This is one of the best technical articles I've ever read, thanks. It wasn't cle...

BeeOnRope · on June 11, 2019

Yes, it is confusing: it should probably say "organize the code so that the likely branch outcome is the fall-through one".

Does that make sense?

Basically the "jump" should be the unusual case. You can always organize the code like that, but sometimes the compiler needs a little help.

Consider the following function, which just sets negative values to zero.

    void zero_threshold(int *data, size_t len) {
        for (size_t i = 0; i < len; i++) {
            int x = data[i];
            if (x < 0) data[i] = 0;
        }
    }

On gcc this compiles to something like:

    .L4:
        mov     edx, DWORD PTR [rdi]
        test    edx, edx
        jns     .L3
        mov     DWORD PTR [rdi], 0
    .L3:
        add     rdi, 4
        cmp     rdi, rax
        jne     .L4

The `jns` is the jump that reflects the if (x < 0) statement and it jumps in the case the number is >= 0 (i.e., non-negative). gcc organizes it like this because it involves a only a single jump.

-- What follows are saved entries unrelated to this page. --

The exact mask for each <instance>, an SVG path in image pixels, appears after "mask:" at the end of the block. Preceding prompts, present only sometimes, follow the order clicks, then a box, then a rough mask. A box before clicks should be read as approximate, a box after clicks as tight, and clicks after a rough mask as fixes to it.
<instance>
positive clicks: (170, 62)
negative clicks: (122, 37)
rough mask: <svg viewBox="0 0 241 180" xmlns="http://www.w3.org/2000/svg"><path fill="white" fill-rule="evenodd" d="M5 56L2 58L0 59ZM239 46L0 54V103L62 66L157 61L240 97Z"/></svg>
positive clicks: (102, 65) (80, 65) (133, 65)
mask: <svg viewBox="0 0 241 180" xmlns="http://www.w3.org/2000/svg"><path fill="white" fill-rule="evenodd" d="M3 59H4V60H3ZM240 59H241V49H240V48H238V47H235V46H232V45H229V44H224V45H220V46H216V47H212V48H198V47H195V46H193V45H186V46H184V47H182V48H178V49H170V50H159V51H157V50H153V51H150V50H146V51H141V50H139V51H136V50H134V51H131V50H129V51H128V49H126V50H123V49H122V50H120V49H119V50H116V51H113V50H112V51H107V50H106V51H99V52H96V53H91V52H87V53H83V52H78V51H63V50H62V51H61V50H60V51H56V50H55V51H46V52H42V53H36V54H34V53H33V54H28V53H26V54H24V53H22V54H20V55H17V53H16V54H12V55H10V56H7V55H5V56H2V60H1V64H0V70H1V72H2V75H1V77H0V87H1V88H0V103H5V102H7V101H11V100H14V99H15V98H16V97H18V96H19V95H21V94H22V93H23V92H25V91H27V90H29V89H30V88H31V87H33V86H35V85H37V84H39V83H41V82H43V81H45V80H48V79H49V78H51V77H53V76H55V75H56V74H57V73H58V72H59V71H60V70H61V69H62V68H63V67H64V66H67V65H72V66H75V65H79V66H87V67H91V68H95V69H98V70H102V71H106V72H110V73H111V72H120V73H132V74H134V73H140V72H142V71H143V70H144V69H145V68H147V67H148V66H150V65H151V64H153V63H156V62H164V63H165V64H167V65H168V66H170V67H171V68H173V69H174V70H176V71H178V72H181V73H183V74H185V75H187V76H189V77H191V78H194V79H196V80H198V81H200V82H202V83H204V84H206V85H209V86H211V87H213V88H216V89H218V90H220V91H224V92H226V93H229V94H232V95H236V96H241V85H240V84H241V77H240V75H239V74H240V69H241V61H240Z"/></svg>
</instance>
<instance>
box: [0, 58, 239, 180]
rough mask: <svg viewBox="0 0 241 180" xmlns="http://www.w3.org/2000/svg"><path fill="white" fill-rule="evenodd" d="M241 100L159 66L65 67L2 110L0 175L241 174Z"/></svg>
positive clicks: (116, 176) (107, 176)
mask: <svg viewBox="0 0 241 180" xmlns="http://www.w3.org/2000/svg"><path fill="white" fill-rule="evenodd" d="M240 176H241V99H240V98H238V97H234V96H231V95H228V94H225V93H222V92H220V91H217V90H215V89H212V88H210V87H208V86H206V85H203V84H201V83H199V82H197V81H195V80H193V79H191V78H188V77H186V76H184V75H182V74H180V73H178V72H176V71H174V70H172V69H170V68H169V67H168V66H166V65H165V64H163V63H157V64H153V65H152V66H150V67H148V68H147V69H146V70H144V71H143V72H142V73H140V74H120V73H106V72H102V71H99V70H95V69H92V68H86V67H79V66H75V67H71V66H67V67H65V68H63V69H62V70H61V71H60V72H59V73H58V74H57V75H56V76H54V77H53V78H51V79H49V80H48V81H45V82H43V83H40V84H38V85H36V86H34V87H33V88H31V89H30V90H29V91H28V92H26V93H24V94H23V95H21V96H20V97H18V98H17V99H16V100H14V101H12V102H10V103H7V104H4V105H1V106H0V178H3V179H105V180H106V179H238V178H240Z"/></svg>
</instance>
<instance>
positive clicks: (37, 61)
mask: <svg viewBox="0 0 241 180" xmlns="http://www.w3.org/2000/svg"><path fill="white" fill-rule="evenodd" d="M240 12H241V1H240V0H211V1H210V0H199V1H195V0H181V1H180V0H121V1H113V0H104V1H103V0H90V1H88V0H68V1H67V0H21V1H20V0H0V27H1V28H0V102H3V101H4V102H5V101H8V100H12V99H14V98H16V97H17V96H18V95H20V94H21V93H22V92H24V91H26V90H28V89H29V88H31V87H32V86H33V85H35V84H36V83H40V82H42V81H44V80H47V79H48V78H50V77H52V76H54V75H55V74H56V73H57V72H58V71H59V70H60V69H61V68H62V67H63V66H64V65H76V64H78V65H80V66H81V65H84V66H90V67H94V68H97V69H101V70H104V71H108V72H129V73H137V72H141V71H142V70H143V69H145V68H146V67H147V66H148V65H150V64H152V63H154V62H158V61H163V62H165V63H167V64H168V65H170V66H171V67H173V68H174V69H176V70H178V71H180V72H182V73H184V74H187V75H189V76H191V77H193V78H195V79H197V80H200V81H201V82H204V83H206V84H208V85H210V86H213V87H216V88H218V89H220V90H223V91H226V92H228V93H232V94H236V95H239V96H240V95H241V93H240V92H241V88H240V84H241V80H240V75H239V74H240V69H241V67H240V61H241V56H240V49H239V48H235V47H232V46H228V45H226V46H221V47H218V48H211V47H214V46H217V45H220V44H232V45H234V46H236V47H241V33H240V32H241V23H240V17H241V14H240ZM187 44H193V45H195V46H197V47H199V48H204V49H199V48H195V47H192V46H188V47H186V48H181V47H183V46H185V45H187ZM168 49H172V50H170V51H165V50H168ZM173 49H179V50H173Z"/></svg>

However if you expect the non-negative case to be the common one, this is will limit the throughput of the code. It would be better to compile it like this:

  .L4:
        mov     edx, DWORD PTR [rdi]
        test    edx, edx
        js      .L10
  .L3:
        add     rdi, 4
        cmp     rdi, rax
        jne     .L4
  .L1:
        ret
  .L10:
        mov     DWORD PTR [rdi], 0
        jmp     .L3

This now involves two jumps when the number is negative: it has to jump out to the extra bit of code outside the main body of the function at .L10, and then jump back, but the common case is now "fall through" so this could execute at close to 1 per cycle, twice as fast as the other version.

You can get gcc to produce the second code by changing the condition to __builtin_expect(x < 0, 0):

https://godbolt.org/z/2Qgk7p

Of course, this code would be much off vectorized, but it's just an example (and the same principle applies to jumps in vectorized code).

craz8 · on June 12, 2019

I’ve worked in 1 company where we had tools that would re-organize the code to make the common code path be the fall through as much as possible

This was done before linking, based on analysis of the common paths from a running program

What this also did - which was the important bit at the time - was move all the error code to pages that wouldn’t be loaded for most users

So it moved error handling out of common code pages and changed branch instructions to mostly fall through

This was many years ago - do similar tools exist in the OSS community?

BeeOnRope · on June 12, 2019

All good compilers do this today. They use heuristics to guess what the likely outcome of branches, but you can provide them specific information with profile guided optimization, or with manual branch hits (the __builtin_expect I used in the example above is one such hint).

Similarly, you can annotate certain functions or paths "hot" or "cold", and compilers even understand that functions like abort() are cold (they can be called at most once, after all) and hence paths leading up to them are also cold.

Similarly, JIT compilers use the runtime observed branching behavior to organize branches so that fall-through is the common case.

Twirrim · on June 12, 2019

Grab a look at the FDO and AutoFDO sections from GCC's wiki:

https://gcc.gnu.org/wiki/AutoFDO/Tutorial

You'll also find it's referred to as Profile Guided Optimization, there's docs here for clang: https://clang.llvm.org/docs/UsersManual.html#profile-guided-...

RivieraKid · on June 11, 2019

It makes complete sense now, appreciate the explanation.